Malachite’s Big Hole
1830 Wind River Rendezvous:
The pack train which left St Louis in April of 1830 under William Sublette was unique. The supplies were carried in ten wagons drawn by five mules each, and two Dearborn carriages, each drawn by one mule. These were the first wagons to proceed west along the Platte River and thence over South Pass. Twelve head of cattle and one milch cow were also brought. There were 81 new recruits bound for the mountains along with this train.
The year 1830 also was the first year that there was any real rivalry to the firm of Smith, Jackson and Sublette. An American Fur Company supply train (Jacob Astor) under the direction of Lucien Fontenelle, Andrew Drips and Joseph Robidoux also left St Louis in the spring of this year.
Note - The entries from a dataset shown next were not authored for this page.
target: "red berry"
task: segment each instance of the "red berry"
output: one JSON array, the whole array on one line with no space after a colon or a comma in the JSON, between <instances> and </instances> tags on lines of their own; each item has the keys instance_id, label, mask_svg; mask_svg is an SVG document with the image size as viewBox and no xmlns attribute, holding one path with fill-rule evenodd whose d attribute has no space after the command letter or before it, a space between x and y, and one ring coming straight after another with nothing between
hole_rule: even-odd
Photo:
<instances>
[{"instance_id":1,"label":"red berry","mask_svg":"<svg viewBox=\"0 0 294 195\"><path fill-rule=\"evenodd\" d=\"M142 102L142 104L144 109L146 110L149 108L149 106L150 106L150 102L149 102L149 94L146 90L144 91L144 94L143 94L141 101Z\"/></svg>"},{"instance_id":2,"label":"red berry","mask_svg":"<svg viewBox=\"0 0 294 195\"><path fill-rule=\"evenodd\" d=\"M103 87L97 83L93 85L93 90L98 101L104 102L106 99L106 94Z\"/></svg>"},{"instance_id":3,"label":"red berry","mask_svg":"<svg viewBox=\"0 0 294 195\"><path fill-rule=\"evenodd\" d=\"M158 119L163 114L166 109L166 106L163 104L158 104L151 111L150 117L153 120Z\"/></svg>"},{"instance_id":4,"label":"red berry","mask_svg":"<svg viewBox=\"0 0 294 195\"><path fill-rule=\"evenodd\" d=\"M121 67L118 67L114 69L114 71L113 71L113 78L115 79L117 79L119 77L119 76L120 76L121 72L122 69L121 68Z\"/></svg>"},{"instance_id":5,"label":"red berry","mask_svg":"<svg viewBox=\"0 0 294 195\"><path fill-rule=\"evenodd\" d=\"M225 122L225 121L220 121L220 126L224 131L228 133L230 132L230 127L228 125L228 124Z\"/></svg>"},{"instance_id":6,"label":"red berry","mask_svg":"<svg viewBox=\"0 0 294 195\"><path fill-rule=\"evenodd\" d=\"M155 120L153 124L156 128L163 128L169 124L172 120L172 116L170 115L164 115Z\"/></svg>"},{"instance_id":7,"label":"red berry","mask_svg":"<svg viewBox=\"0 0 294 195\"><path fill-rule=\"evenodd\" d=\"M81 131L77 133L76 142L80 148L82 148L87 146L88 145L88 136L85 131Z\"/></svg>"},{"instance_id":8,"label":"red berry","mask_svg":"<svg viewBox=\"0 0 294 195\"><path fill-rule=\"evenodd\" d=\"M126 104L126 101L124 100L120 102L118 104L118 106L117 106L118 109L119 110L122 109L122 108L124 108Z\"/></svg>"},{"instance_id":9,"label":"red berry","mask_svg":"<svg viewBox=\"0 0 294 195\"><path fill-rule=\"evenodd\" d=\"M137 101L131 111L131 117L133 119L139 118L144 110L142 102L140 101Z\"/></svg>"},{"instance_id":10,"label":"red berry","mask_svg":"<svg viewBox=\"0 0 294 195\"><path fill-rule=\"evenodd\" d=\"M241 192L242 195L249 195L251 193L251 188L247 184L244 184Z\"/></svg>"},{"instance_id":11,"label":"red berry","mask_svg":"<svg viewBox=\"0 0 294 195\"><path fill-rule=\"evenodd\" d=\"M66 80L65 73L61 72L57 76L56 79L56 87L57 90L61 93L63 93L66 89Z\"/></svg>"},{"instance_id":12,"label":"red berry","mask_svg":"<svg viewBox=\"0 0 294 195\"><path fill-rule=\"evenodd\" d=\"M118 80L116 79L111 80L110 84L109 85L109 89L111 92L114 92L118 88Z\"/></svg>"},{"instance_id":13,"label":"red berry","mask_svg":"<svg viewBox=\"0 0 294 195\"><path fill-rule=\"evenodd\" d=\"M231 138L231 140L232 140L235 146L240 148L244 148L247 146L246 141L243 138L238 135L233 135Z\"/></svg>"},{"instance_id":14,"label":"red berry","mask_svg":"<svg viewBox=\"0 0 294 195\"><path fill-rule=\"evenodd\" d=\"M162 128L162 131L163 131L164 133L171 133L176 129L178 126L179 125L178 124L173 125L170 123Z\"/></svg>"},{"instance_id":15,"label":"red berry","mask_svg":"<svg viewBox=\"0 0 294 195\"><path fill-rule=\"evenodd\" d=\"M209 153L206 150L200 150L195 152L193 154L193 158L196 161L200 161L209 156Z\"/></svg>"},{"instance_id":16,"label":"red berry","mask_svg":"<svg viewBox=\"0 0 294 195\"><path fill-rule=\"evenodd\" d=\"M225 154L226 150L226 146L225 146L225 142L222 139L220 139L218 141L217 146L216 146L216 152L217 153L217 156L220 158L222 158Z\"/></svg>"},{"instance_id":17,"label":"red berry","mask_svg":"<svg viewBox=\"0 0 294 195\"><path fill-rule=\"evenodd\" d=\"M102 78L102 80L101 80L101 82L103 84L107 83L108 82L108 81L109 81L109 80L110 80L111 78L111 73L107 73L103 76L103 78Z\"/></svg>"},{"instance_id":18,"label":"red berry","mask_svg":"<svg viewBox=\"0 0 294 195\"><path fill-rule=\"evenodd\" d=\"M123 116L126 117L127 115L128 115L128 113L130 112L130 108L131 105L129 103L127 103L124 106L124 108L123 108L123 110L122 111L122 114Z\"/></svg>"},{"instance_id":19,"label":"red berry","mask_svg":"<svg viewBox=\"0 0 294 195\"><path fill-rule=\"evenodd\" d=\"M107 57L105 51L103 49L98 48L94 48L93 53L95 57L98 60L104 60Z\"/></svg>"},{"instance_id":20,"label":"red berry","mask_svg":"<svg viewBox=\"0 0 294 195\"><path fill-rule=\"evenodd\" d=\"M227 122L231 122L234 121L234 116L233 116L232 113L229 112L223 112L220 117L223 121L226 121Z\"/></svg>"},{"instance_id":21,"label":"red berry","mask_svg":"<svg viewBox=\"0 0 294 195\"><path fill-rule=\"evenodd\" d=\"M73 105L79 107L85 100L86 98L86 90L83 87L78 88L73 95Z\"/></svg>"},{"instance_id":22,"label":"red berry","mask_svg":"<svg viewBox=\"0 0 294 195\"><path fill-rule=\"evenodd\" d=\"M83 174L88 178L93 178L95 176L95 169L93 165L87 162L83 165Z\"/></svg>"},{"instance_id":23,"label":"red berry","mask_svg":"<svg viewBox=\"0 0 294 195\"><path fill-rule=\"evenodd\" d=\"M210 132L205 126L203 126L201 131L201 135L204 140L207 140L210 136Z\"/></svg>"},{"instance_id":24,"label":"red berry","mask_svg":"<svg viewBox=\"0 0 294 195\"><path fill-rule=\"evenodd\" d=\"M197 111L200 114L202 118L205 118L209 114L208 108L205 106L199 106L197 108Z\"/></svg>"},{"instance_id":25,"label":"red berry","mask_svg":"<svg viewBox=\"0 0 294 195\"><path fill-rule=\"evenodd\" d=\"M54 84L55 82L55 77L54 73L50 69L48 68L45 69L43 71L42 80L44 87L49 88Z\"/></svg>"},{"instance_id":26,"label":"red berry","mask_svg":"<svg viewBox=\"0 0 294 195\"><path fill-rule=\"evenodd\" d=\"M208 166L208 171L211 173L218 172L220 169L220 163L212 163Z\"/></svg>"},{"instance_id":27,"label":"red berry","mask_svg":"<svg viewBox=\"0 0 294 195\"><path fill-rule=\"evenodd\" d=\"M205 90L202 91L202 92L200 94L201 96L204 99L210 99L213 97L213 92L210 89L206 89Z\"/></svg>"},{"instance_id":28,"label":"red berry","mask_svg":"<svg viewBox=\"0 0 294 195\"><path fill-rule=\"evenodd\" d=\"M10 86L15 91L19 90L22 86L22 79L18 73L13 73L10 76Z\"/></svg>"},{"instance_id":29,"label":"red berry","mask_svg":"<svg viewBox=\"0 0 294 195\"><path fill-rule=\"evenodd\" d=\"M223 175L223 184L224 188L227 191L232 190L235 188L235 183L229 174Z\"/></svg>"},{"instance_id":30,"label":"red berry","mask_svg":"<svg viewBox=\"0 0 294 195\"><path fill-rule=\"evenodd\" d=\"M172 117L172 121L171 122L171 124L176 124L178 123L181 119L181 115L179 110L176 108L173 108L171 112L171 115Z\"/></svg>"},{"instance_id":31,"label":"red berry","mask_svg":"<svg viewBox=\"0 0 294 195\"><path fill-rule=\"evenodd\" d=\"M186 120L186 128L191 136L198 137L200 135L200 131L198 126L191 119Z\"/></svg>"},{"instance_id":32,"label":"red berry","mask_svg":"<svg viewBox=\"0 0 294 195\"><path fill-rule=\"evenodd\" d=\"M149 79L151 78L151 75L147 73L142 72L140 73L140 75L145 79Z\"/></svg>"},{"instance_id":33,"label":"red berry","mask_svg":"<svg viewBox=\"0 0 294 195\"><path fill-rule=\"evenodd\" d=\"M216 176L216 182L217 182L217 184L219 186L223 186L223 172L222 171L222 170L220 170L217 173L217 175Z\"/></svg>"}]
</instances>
Warren Ferris accompanied the American Fur Company train.
Sublette’s supply train arrived at the Wind River Rendezvous in the middle of July. Although the American Fur Company supply train arrived on the Green River on June 21st, they failed to find the rendezvous, and subsequently cached their goods prior to starting the fall hunt. (Map)
Joe Meek writes about this rendezvous “ …Beaver, the currency of the mountain, was plenty that year and goods were high accordingly. A thousand dollars a day was not too much for some of the most reckless to spend on their squaws, horses, alcohol, and themselves…Pure alcohol was what they “got tight on;” and a desperate tight it was, to be sure!””
For Smith, Jackson and Sublette, this was an extremely successful year. A total of 170 packs of beaver valued at $84,499 were taken. After expenses, this left about $55,000 for the three partners, plus $28,000 still on the Ashley’s books as a credit from previous years. Not a bad return over four years at a time when $100-$200 a year was considered to be an above average wage.
Sensing that the business was changing, Smith, Jackson and Sublette, sold out their interest in the company on August 4, 1830, to Thomas Fitzpatrick, James Bridger, Milton Sublette, Henry Fraeb and Jean Gervais and the name of the company was changed to the Rocky Mountain Fur Company. Smith, Jackson and Sublette would provide a supply caravan for the new company, however the new company would need to send a representative down from the mountains in the spring to complete the arrangements. Smith, Jackson and Sublette left the mountains with about 70 men to return with the furs to St. Louis, arriving there on October 10, 1830.